Tahun 2020 Probolinggo Bersih Sampah

Dalam Peraturan Daerah No 5 Tahun 2010, Pemerintah Kota Probolinggo telah membuat peraturan tersebut bukan tanpa maksud dan tujuan, tetapi didalam peraturan tersebut pemerintah berupaya untuk mensukseskan program Indonesia Bersih Sampah 2020.
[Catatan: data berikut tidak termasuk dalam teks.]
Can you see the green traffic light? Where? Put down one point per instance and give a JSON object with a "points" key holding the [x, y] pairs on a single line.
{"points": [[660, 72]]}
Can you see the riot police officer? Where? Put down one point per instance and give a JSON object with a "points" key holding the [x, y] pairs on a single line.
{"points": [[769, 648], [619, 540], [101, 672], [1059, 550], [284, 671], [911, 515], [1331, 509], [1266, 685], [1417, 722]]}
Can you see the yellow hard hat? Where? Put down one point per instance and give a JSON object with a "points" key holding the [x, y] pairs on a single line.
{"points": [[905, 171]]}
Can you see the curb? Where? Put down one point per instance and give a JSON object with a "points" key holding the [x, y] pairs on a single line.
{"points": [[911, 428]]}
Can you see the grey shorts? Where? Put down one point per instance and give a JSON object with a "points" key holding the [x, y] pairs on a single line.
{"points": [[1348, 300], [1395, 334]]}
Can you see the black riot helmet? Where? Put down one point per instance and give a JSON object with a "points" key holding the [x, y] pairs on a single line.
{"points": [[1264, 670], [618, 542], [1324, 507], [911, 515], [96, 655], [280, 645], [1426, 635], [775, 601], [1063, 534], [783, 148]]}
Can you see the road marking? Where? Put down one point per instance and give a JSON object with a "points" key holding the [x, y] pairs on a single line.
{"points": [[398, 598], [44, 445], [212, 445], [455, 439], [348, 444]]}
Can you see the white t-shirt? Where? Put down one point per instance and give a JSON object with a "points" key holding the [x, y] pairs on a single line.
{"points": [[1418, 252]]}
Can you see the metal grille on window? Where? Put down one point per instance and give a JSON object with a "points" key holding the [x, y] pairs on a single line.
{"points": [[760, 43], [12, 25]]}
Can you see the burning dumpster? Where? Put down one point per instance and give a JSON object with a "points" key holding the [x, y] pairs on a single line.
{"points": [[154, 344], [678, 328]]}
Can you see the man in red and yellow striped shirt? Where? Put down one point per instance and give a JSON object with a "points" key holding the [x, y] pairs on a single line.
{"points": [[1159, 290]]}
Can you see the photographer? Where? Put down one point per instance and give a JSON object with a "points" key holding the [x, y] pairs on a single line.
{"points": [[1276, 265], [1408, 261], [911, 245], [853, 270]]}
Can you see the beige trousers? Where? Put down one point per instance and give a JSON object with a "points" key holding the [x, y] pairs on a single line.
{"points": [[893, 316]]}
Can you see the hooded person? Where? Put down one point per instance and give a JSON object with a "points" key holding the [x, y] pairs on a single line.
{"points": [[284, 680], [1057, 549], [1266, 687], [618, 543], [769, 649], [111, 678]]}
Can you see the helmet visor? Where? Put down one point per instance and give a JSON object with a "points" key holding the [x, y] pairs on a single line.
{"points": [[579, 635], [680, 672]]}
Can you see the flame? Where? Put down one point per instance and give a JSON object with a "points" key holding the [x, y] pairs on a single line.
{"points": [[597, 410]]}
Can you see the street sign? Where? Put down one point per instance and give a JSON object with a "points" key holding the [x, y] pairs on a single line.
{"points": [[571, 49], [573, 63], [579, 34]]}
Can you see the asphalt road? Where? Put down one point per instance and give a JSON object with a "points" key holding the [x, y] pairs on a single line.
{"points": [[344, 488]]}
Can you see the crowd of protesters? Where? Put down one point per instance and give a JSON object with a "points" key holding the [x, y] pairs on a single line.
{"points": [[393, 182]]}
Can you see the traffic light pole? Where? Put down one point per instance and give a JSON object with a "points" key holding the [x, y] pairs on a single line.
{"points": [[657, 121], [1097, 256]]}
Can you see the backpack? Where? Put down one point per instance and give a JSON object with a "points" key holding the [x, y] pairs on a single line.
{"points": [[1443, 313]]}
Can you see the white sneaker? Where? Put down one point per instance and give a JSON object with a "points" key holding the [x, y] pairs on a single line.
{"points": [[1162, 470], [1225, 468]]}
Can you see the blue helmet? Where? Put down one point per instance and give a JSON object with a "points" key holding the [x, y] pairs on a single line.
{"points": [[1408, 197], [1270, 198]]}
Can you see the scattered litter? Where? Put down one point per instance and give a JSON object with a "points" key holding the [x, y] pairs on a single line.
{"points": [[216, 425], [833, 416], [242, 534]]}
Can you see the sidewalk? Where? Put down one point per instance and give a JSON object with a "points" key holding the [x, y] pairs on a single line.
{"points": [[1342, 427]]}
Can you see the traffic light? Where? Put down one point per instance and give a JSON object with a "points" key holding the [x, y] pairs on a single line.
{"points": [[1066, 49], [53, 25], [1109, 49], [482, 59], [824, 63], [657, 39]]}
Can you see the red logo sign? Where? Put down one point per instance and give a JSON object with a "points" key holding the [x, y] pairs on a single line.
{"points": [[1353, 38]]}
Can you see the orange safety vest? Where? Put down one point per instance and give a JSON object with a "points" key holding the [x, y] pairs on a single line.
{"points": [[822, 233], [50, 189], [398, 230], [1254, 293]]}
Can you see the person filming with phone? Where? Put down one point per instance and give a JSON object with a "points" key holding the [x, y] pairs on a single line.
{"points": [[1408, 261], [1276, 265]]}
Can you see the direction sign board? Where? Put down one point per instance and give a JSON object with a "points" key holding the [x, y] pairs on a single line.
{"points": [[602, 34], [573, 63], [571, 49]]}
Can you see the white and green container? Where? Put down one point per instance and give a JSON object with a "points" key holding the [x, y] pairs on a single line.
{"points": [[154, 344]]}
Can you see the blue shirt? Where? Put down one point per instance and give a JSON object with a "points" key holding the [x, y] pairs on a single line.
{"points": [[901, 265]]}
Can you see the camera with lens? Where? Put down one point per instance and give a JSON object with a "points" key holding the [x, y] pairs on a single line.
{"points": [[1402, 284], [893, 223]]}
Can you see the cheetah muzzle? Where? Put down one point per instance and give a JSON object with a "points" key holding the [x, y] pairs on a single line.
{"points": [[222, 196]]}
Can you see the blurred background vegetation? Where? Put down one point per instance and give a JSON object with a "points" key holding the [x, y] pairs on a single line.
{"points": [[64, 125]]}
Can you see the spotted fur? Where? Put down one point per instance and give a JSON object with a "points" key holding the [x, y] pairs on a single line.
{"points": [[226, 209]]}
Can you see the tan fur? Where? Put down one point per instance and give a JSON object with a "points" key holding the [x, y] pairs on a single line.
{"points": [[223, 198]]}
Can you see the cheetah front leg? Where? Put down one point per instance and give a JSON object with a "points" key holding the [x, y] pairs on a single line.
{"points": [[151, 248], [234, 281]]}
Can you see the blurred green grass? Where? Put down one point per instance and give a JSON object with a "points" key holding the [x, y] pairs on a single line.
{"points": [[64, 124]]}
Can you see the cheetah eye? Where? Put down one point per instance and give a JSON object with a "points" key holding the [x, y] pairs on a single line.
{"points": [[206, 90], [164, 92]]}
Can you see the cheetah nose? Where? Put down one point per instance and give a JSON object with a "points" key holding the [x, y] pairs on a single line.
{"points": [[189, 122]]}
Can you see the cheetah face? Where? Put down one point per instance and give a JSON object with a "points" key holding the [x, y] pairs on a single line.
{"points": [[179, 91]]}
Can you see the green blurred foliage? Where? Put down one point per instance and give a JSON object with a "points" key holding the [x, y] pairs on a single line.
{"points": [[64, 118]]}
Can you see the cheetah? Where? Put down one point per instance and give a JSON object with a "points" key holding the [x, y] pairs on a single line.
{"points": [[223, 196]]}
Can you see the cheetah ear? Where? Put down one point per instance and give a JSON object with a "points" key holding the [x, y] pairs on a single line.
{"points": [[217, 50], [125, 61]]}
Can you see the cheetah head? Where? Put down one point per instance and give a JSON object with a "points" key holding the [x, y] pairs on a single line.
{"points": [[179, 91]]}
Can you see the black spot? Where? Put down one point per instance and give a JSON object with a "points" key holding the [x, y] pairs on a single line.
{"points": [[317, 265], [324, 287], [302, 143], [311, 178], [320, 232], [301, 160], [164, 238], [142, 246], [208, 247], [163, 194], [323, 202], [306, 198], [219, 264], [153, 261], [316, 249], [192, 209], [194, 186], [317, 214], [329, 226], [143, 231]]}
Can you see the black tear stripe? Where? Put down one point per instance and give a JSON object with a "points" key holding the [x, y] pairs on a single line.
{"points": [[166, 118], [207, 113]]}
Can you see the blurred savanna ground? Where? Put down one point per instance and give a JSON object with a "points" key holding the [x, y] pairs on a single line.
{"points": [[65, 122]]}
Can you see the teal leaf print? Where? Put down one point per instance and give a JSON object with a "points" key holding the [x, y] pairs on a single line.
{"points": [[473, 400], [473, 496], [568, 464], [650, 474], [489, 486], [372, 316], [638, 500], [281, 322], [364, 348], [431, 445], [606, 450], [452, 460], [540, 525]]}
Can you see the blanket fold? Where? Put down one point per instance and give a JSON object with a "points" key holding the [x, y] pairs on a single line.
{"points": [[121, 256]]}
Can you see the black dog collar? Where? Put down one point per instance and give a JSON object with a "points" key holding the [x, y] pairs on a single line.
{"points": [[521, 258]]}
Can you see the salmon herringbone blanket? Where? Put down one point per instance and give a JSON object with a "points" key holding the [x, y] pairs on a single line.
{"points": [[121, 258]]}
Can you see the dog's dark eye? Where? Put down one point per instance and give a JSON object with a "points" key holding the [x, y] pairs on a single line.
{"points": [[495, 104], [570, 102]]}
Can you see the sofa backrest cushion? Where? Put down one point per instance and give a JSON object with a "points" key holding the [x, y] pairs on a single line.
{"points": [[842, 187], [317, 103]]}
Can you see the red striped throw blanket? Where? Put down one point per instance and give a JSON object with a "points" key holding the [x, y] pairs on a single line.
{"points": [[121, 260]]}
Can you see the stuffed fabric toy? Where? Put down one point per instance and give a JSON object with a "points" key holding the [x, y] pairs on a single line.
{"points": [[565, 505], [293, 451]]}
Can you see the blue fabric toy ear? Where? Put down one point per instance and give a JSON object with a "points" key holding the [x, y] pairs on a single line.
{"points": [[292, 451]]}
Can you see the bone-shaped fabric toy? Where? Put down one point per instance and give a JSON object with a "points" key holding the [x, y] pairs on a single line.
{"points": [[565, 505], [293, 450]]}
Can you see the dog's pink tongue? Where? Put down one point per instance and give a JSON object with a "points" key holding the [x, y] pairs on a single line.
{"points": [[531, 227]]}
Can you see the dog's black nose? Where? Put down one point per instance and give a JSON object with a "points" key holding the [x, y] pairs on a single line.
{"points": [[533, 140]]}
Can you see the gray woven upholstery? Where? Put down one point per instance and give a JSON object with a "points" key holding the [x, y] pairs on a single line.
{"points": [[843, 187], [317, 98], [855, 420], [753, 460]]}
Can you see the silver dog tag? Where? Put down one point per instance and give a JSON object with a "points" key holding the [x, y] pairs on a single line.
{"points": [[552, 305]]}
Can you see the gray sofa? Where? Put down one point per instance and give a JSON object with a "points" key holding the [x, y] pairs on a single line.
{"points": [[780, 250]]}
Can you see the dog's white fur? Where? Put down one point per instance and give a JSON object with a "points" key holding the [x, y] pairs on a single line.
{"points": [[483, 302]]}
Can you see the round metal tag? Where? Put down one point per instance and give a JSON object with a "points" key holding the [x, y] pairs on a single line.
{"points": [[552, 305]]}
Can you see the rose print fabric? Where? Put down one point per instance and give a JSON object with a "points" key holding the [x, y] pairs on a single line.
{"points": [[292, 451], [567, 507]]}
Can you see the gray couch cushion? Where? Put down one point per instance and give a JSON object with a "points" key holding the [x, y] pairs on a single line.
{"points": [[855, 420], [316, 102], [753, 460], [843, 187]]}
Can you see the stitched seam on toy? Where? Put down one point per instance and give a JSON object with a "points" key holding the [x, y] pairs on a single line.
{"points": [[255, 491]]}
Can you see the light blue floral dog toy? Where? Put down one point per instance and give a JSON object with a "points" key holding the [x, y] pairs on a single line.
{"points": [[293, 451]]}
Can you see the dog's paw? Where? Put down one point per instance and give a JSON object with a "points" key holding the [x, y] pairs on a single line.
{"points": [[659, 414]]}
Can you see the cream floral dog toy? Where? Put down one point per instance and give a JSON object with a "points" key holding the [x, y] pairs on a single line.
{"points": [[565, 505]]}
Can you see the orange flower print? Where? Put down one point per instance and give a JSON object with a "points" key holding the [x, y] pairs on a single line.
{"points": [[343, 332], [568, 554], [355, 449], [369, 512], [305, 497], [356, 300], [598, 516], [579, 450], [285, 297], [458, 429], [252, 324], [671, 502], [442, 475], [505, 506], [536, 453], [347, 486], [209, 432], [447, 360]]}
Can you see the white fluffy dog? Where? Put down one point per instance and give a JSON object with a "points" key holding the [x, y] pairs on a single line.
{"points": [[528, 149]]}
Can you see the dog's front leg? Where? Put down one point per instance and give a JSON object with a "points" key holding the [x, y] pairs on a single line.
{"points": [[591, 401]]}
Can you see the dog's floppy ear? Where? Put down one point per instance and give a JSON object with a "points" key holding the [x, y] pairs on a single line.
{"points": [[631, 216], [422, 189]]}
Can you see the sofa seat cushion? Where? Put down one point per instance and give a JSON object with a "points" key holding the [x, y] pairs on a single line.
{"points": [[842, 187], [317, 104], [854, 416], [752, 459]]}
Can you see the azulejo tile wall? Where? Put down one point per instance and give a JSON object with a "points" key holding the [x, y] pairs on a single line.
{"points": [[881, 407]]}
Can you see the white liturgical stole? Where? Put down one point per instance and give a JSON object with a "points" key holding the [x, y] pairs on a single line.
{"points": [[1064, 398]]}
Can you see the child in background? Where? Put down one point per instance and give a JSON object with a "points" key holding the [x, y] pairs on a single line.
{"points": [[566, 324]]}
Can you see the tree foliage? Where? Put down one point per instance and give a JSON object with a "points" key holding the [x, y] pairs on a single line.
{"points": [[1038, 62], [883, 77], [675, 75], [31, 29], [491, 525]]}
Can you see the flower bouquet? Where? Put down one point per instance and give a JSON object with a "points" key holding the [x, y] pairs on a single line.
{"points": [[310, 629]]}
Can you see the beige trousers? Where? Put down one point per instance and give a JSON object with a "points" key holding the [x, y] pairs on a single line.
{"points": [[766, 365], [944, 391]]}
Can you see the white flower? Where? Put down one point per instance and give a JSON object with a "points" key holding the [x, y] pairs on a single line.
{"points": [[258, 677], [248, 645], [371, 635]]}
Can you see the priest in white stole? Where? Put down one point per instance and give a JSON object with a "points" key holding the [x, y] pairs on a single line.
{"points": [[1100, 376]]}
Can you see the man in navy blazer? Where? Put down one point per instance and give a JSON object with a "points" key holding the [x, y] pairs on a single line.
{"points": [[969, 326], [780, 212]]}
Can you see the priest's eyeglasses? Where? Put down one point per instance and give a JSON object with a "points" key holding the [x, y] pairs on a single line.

Bahkan Kementerian lingkungan hidup dan kehutanan RI telah membuat peraturan yang harusnya dapat dilaksanakan oleh seluruh masyarakat namun kenyataannya pada pelaksanaan peraturan – peraturan terkait pengelolaan lingkungan hidup di Indonesia selalu dirasa berat sebelah dimana banyak pihak dari kalangan kurang mampu diharuskan untuk menjaga lingkungan namun justru kalangan menengah keatas dirasa bebas untuk merusak lingkungan hidup. Belajar dari tragedi longsor gunung sampah bandung pada tahun 2009 seharusnya kita sadar bahwa mengolah lingkungan adalah hal waib bagi setiap insan yang beragama, insan yang berpendidikan, insan yang cerdas serta insan yang mengakui dirina sebagai bangsa indonesia.

Probolinggo bukanlah hanya kota sedang dikawasan pesisir utara jawa melainkan merupakan salah satu kota sedang peraih ADIPURA 10 kali, tentunya prestasi tersebut bukanlah hal yang mudah untuk diraih betapa banyak biaya dan tenaga yang harus dikeluarkan. Namun justru dilapangan berkata lain dimana masih banak warga ang suka membuang sampah sembarangan dan bahkan tidak segan segan mereka membawa anak-anak mereka sehingga akan muncul pendapat bahwa membuang sampah sembarangan itu tidak masalah sehingga mereka dapat dikatakan terbiasa melakukan hal tersebut.

Badan Lingkungan Hidup Kota Probolinggo telah membuat beberapa program inofatif bagi warga kota probolinggo agar termotivasi untuk mencintai dan menjaga lingkungan dikota Probolinggo. Banyak kita ketahui BLH kota probolinggo telah memiliki beberapa bidang dan UPT yang mana fokus terhadap pengelolaan lingkungan hidup dikota probolinggo. Produk inofatif yang telah dihasilkan oleh BLH kota probolinggo tanpa kita sadari telah kita nikmati dengan gembira seperti halnya kita menikmati nikmat tuhan yang telah diberikan secara gratis kepada kita hamban-Nya akankah kita merawatnya atau sebaliknya itulah pernyataan yang dinilai efektif untuk para perusak lingkungan.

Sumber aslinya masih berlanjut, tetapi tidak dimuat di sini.